A central repository where data is stored from multiple sources and in multiple formats.
It is time consuming and expensive to build, design, and maintain
Data may become obselete or inaccurate
What do data warehouses do to improve efficiency?
Optimise data for querying and reporting for predictive analysis
What is datamining?
Looking for patterns and information within large data sets (identify relationships between different sets of data). This requires large amounts of storage, processing power, and complex algorithms so can be expensive.
What are the main purposes of data mining?
To categorise data and give it context
To model data in a way that can be used for predictions
What is predictive analysis?
The process of using data held in a data warehouse ahnd apply statistical methods and algorithms to predict the likelihood of an event happening
How is predictive analysis different to data mining?
Data mining looks at relationships between data (correlation, etc) and identifies patterns. Whereas pred analysis makes predictions with that data
What is a distributed database
Data is stored across multiple different sites/locations but to the user it appears as one
What are benefits of distributed systems?
Reduce data each server has
Improve performance (faster local access)
Queries handled locally (less data sent on network so faster)
Scalable (paritions can be added)
Added security as sensitive data can be stored in one location
Drawbacks of distributed systems
Can be more expensive with more servers
If a server fails then data may be lost (more servers to fail)
Can be complex to handle transactions
What is a data transaction?
A single database operation such as insertion/deletion. It must be completed as one action in a distributed system as errors can occur (like transaction in payment system)

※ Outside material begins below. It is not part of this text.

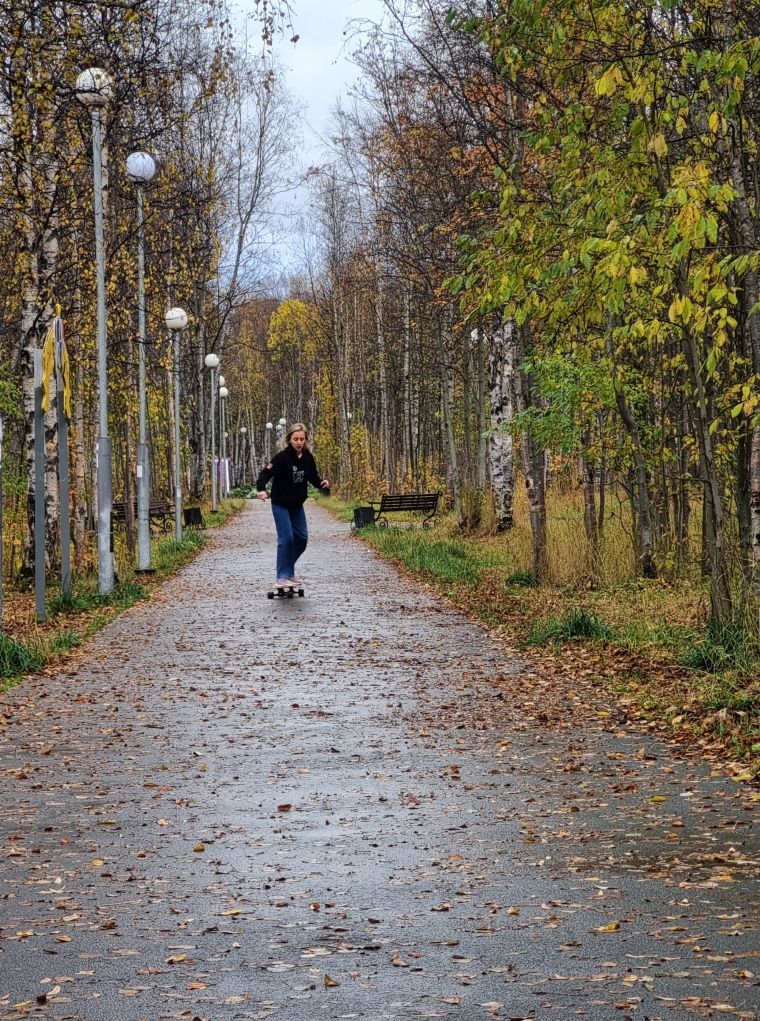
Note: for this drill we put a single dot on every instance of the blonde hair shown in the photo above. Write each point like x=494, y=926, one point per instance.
x=297, y=427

What is a two phase algorithm?
Used in distributed systems to ensure transactions are properly handled. (Agreements are met before a commitment)
Phase 1: Prepare
Phase 2: Commit
What is the steps of Phase 1?
One site acts as a coordiantor
The coordiantor sends a message to all participating sites to find out if a transaction can be done
Each participant
Tries to peform the operation (like inserting data)

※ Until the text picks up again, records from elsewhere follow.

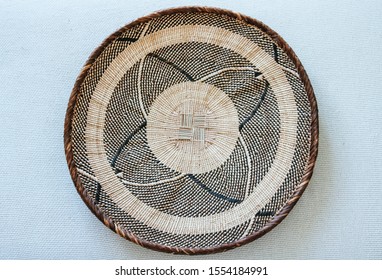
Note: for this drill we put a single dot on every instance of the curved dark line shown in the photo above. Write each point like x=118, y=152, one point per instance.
x=98, y=192
x=262, y=97
x=276, y=53
x=119, y=151
x=172, y=65
x=218, y=195
x=127, y=39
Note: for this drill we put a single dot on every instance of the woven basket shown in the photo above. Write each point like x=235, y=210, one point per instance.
x=192, y=130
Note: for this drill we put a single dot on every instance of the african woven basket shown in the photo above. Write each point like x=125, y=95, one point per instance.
x=192, y=130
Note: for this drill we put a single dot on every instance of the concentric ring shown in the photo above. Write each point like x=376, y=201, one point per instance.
x=289, y=93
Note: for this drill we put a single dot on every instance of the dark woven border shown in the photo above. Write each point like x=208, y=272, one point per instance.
x=277, y=218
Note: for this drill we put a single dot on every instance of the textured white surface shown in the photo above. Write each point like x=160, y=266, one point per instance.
x=42, y=49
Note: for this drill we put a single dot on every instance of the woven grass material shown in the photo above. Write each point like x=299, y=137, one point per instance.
x=192, y=130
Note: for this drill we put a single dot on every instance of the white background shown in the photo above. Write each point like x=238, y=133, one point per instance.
x=43, y=46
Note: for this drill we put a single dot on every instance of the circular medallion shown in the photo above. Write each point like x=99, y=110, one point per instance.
x=192, y=127
x=192, y=130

Votes to commit if there are no issues)
Votes abort if an issues occurs
The coordiantor collects all votes
What is Phase 2 steps?
If all participants vote to commit the coordiantor will send a message to every server. Then each participant commits to the transaction
If any particiapnt votes abort the coordiator sends a message to every server to abort. Then all participants undo the action
What is distributed processing?
Work (processing) of data is shared accross several application servers instead of one single machine doing it all. (A database server will store required data and an application server will communicate with the database server to process data when required)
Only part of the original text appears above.